Apesar de longevo, este debate nunca teve nem terá uma conclusão clara e definitiva, simplesmente porque não se trata de uma divergência acadêmica, ou puramente científica, e envolve sempre os interesses de “agentes econômicos” e classes sociais que são muitas vezes antagônicos e excludentes. Além disso, para confundir ainda mais a discussão, constata-se através da história que, em distintas circunstâncias, as mesmas políticas econômicas podem ter resultados completamente diferentes, dependendo do poder e do grau de soberania de cada governo.
Poucos são os economistas que conseguem reconhecer e aceitar que este nunca foi um debate teórico, e que no campo da política econômica não existem verdades absolutas. Pelo contrário, qualquer decisão que seja tomada envolverá sempre uma arbitragem política, que deverá ser feita em função dos objetivos estratégicos e dos interesses particulares que cada governo se proponha defender ou priorizar. Basta olhar para o caso do governo brasileiro atual, paramilitar e ultraliberal, que foi apoiado incondicionalmente pelo mercado financeiro e por seus economistas “ortodoxos” que nunca se alarmaram ou protestaram quando o governo ultrapassou seu próprio “teto fiscal” em mais de 700 bilhões de reais.

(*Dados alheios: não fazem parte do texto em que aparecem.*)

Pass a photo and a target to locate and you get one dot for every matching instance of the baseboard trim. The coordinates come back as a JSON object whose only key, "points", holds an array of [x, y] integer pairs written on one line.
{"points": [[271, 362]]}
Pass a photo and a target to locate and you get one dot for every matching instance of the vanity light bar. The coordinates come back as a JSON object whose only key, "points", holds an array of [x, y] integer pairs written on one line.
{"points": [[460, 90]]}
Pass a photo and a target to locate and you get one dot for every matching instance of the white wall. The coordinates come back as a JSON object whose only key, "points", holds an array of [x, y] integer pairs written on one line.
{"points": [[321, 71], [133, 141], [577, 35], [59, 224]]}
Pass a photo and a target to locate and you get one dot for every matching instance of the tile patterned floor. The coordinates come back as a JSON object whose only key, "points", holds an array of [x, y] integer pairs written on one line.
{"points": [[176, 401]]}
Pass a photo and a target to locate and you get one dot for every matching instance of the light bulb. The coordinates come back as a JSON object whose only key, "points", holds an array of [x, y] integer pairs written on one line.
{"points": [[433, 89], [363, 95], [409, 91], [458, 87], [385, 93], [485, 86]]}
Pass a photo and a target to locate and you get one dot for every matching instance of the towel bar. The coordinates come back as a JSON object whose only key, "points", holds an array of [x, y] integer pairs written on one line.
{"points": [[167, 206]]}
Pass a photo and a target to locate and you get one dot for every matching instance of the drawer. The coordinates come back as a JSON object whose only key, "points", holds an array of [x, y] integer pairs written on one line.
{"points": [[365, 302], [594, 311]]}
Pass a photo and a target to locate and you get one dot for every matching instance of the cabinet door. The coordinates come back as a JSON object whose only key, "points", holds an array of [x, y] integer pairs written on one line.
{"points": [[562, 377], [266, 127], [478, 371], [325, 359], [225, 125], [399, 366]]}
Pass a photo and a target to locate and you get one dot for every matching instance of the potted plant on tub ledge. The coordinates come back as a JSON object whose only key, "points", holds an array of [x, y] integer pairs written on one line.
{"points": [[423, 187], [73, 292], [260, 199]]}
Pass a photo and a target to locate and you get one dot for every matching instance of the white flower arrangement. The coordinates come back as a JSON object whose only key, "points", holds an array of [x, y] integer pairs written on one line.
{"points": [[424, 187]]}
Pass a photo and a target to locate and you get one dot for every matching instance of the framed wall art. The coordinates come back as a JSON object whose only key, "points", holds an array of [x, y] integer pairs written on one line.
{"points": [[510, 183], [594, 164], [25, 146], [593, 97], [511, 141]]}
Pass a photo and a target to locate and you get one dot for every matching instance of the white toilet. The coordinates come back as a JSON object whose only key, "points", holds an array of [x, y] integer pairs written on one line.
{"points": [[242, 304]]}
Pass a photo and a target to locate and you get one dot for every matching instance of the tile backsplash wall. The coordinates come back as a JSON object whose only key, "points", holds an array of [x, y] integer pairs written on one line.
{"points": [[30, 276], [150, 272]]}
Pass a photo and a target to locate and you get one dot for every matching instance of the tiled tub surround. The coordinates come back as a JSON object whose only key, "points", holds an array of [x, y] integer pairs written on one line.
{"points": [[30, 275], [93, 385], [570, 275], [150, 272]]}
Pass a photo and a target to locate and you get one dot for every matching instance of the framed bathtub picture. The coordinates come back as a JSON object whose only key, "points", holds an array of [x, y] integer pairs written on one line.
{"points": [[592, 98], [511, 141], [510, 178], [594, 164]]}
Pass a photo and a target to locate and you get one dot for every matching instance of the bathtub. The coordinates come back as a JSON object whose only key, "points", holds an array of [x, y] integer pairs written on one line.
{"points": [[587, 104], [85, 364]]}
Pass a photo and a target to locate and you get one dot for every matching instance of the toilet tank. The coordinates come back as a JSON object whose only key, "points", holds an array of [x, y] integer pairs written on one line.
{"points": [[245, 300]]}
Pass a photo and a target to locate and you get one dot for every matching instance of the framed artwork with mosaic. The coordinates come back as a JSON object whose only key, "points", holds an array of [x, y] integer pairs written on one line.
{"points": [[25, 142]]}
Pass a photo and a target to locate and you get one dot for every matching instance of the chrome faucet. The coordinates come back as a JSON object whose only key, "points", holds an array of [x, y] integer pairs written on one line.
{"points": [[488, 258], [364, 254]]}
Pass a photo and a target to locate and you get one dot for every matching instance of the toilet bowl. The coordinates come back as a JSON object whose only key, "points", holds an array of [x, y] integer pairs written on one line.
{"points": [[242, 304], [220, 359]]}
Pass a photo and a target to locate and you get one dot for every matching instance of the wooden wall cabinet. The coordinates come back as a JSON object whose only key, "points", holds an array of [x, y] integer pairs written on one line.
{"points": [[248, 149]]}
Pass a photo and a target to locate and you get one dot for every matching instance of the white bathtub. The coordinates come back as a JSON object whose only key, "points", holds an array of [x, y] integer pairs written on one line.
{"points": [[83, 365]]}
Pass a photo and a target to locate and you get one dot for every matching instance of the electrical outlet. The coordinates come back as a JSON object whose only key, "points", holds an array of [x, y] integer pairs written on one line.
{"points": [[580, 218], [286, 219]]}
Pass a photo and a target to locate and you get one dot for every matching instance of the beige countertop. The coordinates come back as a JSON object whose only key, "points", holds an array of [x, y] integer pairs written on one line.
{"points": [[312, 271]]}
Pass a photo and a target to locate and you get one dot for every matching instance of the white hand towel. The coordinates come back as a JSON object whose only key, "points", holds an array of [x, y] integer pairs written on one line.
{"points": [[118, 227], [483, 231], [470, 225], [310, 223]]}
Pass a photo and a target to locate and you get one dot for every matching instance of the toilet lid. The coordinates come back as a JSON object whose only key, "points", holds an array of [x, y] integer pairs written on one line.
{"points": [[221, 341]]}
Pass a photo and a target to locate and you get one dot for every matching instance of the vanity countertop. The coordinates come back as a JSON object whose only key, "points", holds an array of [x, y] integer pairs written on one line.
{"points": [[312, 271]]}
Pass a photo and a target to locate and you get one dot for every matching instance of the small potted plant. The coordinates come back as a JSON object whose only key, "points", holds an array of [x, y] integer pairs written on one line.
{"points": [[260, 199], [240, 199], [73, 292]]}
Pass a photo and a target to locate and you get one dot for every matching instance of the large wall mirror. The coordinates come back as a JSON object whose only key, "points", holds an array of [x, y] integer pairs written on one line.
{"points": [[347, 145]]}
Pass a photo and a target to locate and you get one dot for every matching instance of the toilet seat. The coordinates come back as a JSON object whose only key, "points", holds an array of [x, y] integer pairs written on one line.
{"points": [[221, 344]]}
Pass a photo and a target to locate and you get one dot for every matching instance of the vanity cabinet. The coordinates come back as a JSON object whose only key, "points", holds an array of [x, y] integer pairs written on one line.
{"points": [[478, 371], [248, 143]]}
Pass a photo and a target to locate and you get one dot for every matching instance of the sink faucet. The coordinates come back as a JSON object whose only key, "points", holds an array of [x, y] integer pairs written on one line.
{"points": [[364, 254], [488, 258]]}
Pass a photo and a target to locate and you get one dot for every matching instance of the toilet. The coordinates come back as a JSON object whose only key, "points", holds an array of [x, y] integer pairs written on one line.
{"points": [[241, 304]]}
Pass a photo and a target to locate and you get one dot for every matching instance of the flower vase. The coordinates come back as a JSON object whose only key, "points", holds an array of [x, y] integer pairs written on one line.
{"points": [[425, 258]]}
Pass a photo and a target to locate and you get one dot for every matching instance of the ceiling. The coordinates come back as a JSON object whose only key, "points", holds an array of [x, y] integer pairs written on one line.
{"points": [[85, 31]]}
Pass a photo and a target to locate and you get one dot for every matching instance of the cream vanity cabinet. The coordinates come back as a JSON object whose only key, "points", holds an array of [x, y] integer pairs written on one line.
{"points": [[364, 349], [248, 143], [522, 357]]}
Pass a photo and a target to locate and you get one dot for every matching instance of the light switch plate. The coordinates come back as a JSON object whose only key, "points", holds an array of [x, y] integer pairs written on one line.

Bem diferente do comportamento alarmista que adotaram recentemente frente às primeiras medidas sociais anunciadas pelo governo progressista que acabou de ser eleito, e cujo custo não chega aos pés da “gastança eleitoral” apoiada pelos militares, pelos seus economistas e por todo o mercado financeiro.
No Brasil, essa “polifonia inconclusa” começou já na segunda metade do século XIX, com a oposição entre os “metalistas” e os “papelistas”, e suas diferentes visões a respeito do gasto público e da “neutralidade da moeda”. Uma divergência que se prolongou durante todo o século XX, colocando de um lado os monetaristas, ortodoxos, ou liberais, como Eugenio Gudin, Roberto Campos e seus discípulos; e do outro, os estruturalistas, keynesianos, ou desenvolvimentistas, como Roberto Simonsen, Celso Furtado e todos os seus discípulos, até nossos dias. Foi na vã tentativa de incorporar e conciliar os dois lados que Getúlio Vargas inaugurou uma solução prática que depois se tornou quase uma norma dos “governos desenvolvimentistas”, mesmo conservadores, colocando um “monetarista” ou “fiscalista ortodoxo” no Ministério da Fazenda, e um “desenvolvimentista” ou “gastador”, na presidência do BB, e depois de sua criação, no Ministério de Planejamento.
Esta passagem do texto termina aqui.